Selain itu, Budiman Saleh diduga memerintahkan Kepala Divisi Penjualan agar memproses lebih lanjut tagihan dari mitra penjualan meskipun mengetahui bahwa mitra penjualan tidak melakukan pekerjaan pemasaran.
Dari tindak pidana yang diduga dilakukan sejumlah pihak di PT Dirgantara Indonesia itu keuangan negara ditaksir dirugikan senilai Rp202.196.497.761 dan 8.650.945,27 dolar AS.
"Total kerugian negara diperkirakan mencapai Rp315 miliar dengan asumsi kurs 1 USD adalah Rp14.600," kata Karyoto.
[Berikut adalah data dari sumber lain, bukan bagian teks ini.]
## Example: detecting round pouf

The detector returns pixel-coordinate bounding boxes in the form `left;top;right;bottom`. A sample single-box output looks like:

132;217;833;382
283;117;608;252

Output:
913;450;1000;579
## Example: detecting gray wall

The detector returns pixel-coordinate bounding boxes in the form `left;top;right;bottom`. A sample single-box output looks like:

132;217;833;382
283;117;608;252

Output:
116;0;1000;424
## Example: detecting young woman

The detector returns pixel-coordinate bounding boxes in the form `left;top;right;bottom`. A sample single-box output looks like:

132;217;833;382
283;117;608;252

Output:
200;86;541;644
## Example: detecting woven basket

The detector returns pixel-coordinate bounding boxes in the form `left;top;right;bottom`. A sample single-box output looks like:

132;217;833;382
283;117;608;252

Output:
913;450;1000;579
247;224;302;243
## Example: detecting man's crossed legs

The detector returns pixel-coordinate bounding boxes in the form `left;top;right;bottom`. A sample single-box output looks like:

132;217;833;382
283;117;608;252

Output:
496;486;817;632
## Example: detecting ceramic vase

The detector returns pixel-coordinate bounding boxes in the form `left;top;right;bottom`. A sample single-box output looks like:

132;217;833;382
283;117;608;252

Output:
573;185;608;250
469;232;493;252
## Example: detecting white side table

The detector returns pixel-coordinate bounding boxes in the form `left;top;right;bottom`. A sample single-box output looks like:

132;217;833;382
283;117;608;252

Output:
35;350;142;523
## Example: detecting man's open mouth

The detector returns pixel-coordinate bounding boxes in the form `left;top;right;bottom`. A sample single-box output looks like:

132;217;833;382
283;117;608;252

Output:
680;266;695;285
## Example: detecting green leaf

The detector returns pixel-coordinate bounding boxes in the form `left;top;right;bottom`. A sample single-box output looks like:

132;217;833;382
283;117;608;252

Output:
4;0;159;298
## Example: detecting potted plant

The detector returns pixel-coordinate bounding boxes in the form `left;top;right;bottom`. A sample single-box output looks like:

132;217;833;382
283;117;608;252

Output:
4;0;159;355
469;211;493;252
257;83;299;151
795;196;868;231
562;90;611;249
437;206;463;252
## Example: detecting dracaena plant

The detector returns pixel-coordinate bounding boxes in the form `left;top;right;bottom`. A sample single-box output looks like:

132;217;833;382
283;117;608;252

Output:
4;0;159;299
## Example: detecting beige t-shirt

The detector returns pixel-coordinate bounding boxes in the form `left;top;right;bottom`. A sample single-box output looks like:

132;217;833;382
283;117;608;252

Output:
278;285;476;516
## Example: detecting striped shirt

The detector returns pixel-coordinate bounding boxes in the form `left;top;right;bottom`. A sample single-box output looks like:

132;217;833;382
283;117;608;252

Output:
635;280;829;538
Budiman Saleh sendiri diduga mendapat aliran dana hasil pencairan pembayaran pekerjaan mitra penjualan fiktif sebesar Rp686.185.000.
Baca juga: Penjelasan KPK Terkait Terdakwa Herry Nurhayat yang Keluar dari Tahanan
Dalam proses penyidikan sejauh ini, KPK telah memeriksa saksi sebanyak 108 orang dan telah menyita uang serta properti dengan nilai sebesar kurang lebih Rp40 miliar.
"Dalam perkara ini KPK telah memeriksa saksi sebanyak 108 orang dan telah melakukan penyitaan uang serta properti dengan nilai sebesar kurang lebih Rp40 miliar," katanya.
Atas tindak pidana yang diduga dilakukannya, Budiman Saleh disangkakan melanggar Pasal 2 atau Pasal 3 UU Nomor 31 tahun 1999 sebagaimana telah diubah dengan UU nomor 20 tahun 2001 tentang Pemberantasan Tindak Pidana Korupsi Juncto Pasal 55 Ayat (1) Ke-1 KUHP.
Sementara, Budi Santoso dan Irzal Rizaldi Zailani kini tengah menjalani persidangan.
Dalam dakwaan jaksa, kedua terdakwa bersama sejumlah pihak, diduga melakukan atau turut serta melakukan beberapa perbuatan yang harus dipandang sebagai perbuatan yang berdiri sendiri. Sehingga merupakan beberapa kejahatan, secara melawan hukum.
Yaitu melakukan kontrak perjanjian secara fiktif dengan mitra penjualan untuk memasarkan produk dan jasa PT DI kepada Badan SAR Nasional (Basarnas), Kementerian Pertahanan, Badan Pengkajian dan Penerapan Teknologi (BPPT), Kepolisian Udara, Pusat Penerbangan Angkatan Darat (Puspenerbad), Pusat Penerbangan Angkatan Laut (Puspenerbal), dan Sekretariat Negara.
"Perbuatan tersebut bertentangan dengan sejumlah peraturan perundang-undangan," ujar jaksa Komisi Pemberantasan Korupsi (KPK) Ariawan Agustiartono," di Pengadilan Tipikor pada Pengadilan Negeri Kelas I Bandung, Jalan LLRE Martadinata, Senin (2/11/2020).
Antara lain Pasal 5 ayat 3 dan Pasal 89 Undang-Undang Nomor 19 Tahun 2003 Tentang Badan Usaha Milik Negara (BUMN).